Carmakers are preparing for months of lower sales as they reroute shipments away from Baltimore following the collapse of the Francis Scott Key Bridge, while insurers have warned of multibillion-dollar claims stemming from the disaster.
Manufacturers are already diverting deliveries and exports to other sites after the closureof Baltimore’s port, which is the largest car-handling terminal in the US and used by almost every major manufacturer.
But they expect other bottlenecks to force delays at ports including Charleston, New Jersey and New York due to increased traffic, and a potential shortage of dockside vehicle handlers.
“There will undoubtedly be constraints as everyone moves to alternative routes,” said a director at one European carmaker.
The warnings of bottlenecks come as US authorities assess the scale of the disaster, which saw the highway bridge collapse after being struck by the container ship Dali in the early hours of Tuesday morning. Six people are thought to have died in the accident.
On Wednesday morning, two container ships could be seen anchored downstream of the collapsed bridge, waiting to enter Baltimore or be redirected to other east coast ports.
Federal investigators were cleared to board the Dali on Tuesday evening, obtaining data from the voyage recorder that could help authorities piece together the events that led to the deadly collision.
Baltimore is the US’s largest car import port, accounting for 15 per cent of the country’s total in 2023. The port is popular with carmakers because it is far inland, saving logistics costs, and connected to two direct rail links. Four-fifths of the cars imported through Baltimore did so upstream of the collapsed bridge, according to Stephen Gordon, managing director of Clarksons Research.
He said capacity at other ports on the east coast would now be a “limiting factor” for importers. The next busiest car ports on the east coast were Brunswick, Georgia; Newark, New Jersey; Jacksonville, Florida; and Philadelphia.
“All are smaller than Baltimore and many were already seeing record levels of car imports over recent quarters,” Gordon said.
Mediterranean Shipping Company, operator of the world’s largest container ship fleet, has warned customers it will be “several months” before operations at the port return to normal and said it would be omitting the terminal from its services “for the foreseeable future”.
One car group that exports to the US through Baltimore said the bridge collapse could measurably affect its US sales numbers in the coming months, although it warned it was too early to say how severe the bottlenecks would be elsewhere. Another significant European car exporter has warned dealers to expect “delays” to vehicle shipments.
“The main issue with rerouting to alternative ports is the lack of skilled labour and specialist equipment in handling the cars,” said Dominic Tribe, an automotive analyst at Vendigital. “Baltimore has a few auto processors on site that help add features and can cover minor repairs.”
Philippe Houchois, analyst at Jefferies, said carmakers expected a “slowdown rather than interruption” to deliveries.
Several European carmakers including Volkswagen and BMW are unaffected because Baltimore’s Sparrows Point terminal, on the site of an old steelworks, is downstream of the bridge and remains open.
VW, which last year shipped about 100,000 vehicles through Baltimore, said it did “not anticipate any impact on vessel operations but there may be trucking delays as traffic in the area will be rerouted”.
Mercedes said the Baltimore port was among several used by the company alongside Brunswick, New York and Charleston, South Carolina as part of its “flexible supply chain network”.
BMW said its automotive terminal in Baltimore remained accessible for imports.
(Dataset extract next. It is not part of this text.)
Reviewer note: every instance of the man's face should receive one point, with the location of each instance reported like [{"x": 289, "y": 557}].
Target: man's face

It would continue shipping its X5 sport utility vehicle, made in South Carolina, through that state’s Charleston port.
JLR, which uses the main Baltimore terminal, said its vehicles were affected and that it was “assessing alternative routes into the country”. The company already uses Brunswick port, and Hueneme in California.
Insurance groups are now bracing for billions of dollars of losses stemming from the accident, with reinsurers likely to foot the bill in a legal fallout expected to last for years.
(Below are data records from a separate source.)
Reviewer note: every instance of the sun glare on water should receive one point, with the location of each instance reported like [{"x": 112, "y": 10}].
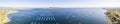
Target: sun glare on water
[{"x": 3, "y": 16}]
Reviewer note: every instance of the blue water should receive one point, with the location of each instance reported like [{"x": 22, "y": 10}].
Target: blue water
[{"x": 62, "y": 16}]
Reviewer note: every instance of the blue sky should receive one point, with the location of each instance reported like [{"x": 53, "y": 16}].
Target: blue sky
[{"x": 59, "y": 3}]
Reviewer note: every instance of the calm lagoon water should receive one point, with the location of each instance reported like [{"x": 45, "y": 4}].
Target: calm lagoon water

The insurance claim stemming from the accident could reach $1billion to $3b (NZ$1.66b to NZ$5b), analysts at Barclays wrote in a note on Wednesday. AM Best, a specialist insurer rating agency, also said the bill would probably run into the billions.
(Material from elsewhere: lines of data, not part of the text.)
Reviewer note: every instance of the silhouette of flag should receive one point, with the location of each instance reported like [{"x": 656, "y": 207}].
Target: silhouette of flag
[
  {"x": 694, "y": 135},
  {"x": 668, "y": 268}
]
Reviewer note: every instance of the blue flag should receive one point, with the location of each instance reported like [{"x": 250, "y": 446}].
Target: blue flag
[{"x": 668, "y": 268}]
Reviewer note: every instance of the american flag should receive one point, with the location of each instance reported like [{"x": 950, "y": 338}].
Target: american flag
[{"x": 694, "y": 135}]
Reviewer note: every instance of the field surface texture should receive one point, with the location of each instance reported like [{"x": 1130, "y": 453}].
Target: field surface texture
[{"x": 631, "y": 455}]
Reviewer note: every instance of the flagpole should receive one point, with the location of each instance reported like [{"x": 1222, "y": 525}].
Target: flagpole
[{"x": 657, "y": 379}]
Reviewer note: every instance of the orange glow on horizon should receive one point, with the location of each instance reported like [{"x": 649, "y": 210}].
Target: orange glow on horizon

Most of it is expected to flow through to the ship’s reinsurers, which is spread among a large group including Axa XL, a division of the French insurer. Axa said any impact would be “non-material” at group level.
Claims could span property and cargo damage, third-party liabilities and business interruption, said Mathilde Jakobsen, AM Best senior director, and would “serve to add to the increasing challenges in reinsurance availability”. A pullback from the reinsurance sector in recent years has piled pressure on primary insurers and their customers.
Insurers are rushing to get their head around the size and variety of the potential claims. President Joe Biden has said the federal government will fund the bridge’s reconstruction, adding that it was “not going to wait” for compensation from the private sector.
Julien Horn, a partner at insurance broker McGill & Partners, said the potential liabilities “go beyond the rebuilding of the bridge and will need to consider removing the bridge debris” from the ship and river. It would take “years to fully comprehend” the disruption to the local economy, he said.